Brittany Perham (Grad ’06)
Brittany Perham (Grad ’06) was selected by Claudia Rankine to win the 2016 Barnard Women Poets Prize for her book, Double Portrait. Perham is a Jones Lecturer in the creative writing program at Stanford University. “It is a huge honor that Double Portrait was chosen by Claudia Rankine,” she says, noting that she taught Rankine’s work in three classes in the past year. Perham describes the poems in her collection as investigations of the relationship to an “other,” linking portraits of lover and beloved, citizen and country, living and dead. As such, she says, “[t]he poems find forms that prioritize mirroring and refrain.” She is currently working on a manuscript of linked prose poems and a memoir-in-essays about managing her relationship to her father (and his legal and financial affairs) after his death.

David Lynn (Grad ’80, Grad ’84)
David Lynn (Grad ’80, Grad ’84) received an O. Henry Award for his short story, “Divergence.” Lynn, a professor of English at Kenyon College and editor of the Kenyon Review, says the award reminds him of his early days at UVA, working with his mentor—and previous O. Henry recipient—Peter Taylor.
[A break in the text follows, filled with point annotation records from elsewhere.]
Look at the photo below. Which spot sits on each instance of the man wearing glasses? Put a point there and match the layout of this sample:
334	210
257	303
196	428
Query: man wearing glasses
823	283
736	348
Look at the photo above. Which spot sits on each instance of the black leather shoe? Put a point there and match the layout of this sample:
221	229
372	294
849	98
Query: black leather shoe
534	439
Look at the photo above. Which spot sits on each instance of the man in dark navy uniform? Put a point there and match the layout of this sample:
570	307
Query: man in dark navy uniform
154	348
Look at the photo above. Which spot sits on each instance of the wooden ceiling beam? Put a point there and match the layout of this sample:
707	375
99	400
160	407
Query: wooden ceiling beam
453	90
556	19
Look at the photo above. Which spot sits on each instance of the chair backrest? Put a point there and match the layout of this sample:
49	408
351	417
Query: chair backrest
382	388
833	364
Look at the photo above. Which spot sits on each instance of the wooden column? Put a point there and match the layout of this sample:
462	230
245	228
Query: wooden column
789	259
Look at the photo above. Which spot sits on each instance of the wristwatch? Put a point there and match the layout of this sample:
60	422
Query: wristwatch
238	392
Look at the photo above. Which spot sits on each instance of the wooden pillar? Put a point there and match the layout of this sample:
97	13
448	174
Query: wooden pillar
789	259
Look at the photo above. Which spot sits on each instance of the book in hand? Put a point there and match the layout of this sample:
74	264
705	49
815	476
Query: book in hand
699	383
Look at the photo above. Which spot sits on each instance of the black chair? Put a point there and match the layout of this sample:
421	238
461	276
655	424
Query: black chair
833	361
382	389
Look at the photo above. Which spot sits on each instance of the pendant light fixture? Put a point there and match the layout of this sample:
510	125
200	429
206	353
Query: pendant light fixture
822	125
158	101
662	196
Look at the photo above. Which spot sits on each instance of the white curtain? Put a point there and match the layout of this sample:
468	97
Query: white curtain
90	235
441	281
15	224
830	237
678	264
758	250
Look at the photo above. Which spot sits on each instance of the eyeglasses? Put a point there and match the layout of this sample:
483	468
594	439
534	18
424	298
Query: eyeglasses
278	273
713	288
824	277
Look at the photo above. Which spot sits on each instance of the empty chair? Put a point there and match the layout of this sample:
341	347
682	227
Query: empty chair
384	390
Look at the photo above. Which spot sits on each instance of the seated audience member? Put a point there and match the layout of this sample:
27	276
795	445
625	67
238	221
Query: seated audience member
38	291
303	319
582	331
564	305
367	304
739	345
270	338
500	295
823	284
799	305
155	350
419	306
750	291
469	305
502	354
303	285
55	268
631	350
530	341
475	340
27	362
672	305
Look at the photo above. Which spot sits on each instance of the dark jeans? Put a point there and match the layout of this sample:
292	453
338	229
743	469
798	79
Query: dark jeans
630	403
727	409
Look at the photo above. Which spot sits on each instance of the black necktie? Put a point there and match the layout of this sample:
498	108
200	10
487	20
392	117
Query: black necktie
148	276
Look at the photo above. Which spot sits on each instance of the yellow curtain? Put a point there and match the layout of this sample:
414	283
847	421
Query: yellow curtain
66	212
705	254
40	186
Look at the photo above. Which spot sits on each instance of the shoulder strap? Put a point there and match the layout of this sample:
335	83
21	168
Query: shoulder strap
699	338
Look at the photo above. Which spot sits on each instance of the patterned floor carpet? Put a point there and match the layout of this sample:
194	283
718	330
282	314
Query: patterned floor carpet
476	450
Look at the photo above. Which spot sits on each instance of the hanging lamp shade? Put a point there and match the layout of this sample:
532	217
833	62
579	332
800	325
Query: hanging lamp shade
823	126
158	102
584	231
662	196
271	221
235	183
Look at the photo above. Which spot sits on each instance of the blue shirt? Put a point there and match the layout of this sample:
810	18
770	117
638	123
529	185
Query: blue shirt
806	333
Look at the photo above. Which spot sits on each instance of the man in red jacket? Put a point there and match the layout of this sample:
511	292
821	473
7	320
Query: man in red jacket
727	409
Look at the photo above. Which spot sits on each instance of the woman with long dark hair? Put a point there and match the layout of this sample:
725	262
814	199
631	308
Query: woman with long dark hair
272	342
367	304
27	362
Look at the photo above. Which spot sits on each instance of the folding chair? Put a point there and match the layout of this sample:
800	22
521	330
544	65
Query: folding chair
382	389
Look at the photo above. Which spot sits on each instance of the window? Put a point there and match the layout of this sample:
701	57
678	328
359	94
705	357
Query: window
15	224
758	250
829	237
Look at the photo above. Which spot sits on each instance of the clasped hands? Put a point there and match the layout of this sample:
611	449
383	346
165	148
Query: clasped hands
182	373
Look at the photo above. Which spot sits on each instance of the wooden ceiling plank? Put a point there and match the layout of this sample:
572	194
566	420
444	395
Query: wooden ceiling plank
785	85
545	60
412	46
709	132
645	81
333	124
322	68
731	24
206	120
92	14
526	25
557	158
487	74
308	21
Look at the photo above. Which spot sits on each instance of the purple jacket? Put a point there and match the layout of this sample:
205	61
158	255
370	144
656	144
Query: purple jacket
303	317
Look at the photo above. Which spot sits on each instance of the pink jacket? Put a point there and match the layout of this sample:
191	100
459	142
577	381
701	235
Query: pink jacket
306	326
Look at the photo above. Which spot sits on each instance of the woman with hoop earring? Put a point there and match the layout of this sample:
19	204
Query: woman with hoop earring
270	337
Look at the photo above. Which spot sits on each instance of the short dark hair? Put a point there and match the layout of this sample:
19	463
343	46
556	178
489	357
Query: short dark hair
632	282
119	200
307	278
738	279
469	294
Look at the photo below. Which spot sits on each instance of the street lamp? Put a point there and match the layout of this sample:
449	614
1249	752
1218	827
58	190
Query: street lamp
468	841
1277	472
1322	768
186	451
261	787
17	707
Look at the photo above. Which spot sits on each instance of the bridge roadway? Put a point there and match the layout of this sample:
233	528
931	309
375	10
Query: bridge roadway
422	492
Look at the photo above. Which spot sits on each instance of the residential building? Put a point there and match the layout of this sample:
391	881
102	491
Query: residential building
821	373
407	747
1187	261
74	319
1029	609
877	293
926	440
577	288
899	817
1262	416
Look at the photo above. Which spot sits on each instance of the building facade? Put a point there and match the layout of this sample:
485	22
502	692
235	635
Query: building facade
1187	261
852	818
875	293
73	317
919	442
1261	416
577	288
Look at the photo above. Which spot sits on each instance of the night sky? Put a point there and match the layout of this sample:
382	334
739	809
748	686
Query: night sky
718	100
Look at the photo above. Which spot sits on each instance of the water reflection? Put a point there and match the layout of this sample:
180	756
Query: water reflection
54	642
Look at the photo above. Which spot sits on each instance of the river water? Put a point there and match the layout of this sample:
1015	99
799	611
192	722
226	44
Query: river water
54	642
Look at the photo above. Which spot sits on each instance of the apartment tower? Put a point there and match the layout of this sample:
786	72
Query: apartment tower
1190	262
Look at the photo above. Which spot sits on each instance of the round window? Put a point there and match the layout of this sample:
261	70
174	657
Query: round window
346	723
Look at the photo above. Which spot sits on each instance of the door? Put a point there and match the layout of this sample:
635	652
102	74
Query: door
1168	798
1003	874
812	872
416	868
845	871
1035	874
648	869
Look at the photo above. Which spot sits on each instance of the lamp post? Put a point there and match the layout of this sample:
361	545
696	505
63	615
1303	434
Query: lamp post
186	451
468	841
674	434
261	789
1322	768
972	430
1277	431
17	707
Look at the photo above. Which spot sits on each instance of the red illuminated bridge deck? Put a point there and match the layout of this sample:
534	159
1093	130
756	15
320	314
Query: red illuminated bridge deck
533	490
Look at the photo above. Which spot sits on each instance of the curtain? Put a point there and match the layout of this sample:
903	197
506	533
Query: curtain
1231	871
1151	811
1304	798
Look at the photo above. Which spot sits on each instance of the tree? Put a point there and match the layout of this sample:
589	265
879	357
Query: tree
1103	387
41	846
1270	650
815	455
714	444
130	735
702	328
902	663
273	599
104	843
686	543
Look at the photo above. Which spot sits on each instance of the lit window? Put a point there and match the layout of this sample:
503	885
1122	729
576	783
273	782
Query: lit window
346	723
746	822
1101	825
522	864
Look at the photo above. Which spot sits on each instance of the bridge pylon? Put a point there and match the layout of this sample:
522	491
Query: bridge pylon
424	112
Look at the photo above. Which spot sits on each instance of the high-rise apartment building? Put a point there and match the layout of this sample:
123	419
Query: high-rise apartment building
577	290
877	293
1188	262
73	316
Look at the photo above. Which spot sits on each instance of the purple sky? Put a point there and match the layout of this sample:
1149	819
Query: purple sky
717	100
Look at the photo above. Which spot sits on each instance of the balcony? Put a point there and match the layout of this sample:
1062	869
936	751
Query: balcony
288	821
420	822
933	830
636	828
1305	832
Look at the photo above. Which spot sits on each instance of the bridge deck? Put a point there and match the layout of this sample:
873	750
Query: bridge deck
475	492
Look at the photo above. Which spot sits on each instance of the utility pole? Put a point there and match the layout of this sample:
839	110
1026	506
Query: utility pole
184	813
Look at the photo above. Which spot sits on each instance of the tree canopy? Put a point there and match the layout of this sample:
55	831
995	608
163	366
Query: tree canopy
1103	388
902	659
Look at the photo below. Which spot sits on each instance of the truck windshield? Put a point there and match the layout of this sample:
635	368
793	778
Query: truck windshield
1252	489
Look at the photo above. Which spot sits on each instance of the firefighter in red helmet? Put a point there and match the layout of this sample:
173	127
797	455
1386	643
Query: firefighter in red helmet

Lynn’s winning story, “Divergence,” is about a bike accident that leads to subtle but fundamental changes to the main character’s sense of self, connecting the twin fragilities of body and psyche. He says his next project is a book that will trace his regular visits to Exeter, Devon, over the past 40 years, incorporating the area’s local history and examining the threat it faces from climate change.
Vincent Schooler (Engr ’94 CM)
Vincent Schooler (Engr ’94 CM) has been elected president of the Greensboro Medical Society. He is a partner in Eagle Gastroenterology in Greensboro, North Carolina. Dr. Schooler and his wife have two children.
Barbara-Ann Adcock (Educ ’88 CM)

Barbara-Ann Adcock (Educ ’88 CM) is among 213 educators across the nation named as recipients of the Presidential Award for Excellence in Mathematics and Science Teaching by President Barack Obama on August 22, 2016. The announcement included both 2014 and 2015 recipients. Up to one science educator and one math educator from each state are named each year. The award, regarded as one of the nation’s top honors for mathematics and science teachers, recognizes teachers who develop and implement high-quality, effective instructional programs. Ms. Adcock, formerly a teacher at Pocahontas Elementary School in Powhatan County, earned the presidential award for K-6th grade science. She is now the STEM coach for Powhatan County Public Schools.